Mais chez ces Pompadour du déluge, derrière le credo des antimasques, ces gens surinformés qui ne croient plus en l’information, il y a tout de même une réalité, ou plutôt le désarroi face à un vide : celui du politique. Si un humoriste peut se prendre pour Jean Moulin, ou des intellectuels s’inventer en Churchill du 13 mai 1940, c’est parce que le discours politique ne convainc pas, parce qu’il manque d’âme et de nerfs, parce qu’il a hésité, et qu’il échoue à anticiper. Ce n’est pas le verre à la main ou la fleur au fusil qu’on peut parler de liberté, de sécurité, de vie ou de mort ; c’est en réfléchissant sobrement sur ce que sont les libertés individuelles, sur ce que peut être leur réalité juridique au sein de cette crise sanitaire, qui, pour des raisons médicales, restreint nos mouvements et nos emportements. Mais l’exception française fait qu’on se passionne d’abord et qu’on explique ensuite. Et comme le gouvernement explique à tâtons, chacun y va de ses passions et de ses soi-disant combats. 

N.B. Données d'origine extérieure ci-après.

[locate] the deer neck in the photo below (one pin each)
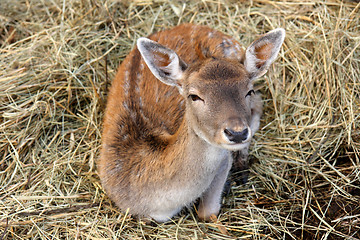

Le climat n’est pas à la peur mais au rendez-vous manqué : on est dans un moment politique exceptionnel mais le politique ânonne, cède trop volontiers la parole aux experts et ne fédère personne. La parole est laissée à qui réfute le plus fort, l’espace public est abandonné aux complotistes et aux autoproclamés francs-tireurs. Maintenant, plus que jamais, il faudrait réinventer le discours politique, celui qui rassemble et rassure certes, mais celui qu’anime aussi la « passion créatrice ». À la tentation des marquis du déluge, on conseillerait l’ouvrage de Jean Moulin, Premier Combat, on y voit ce qu’est un vrai résistant.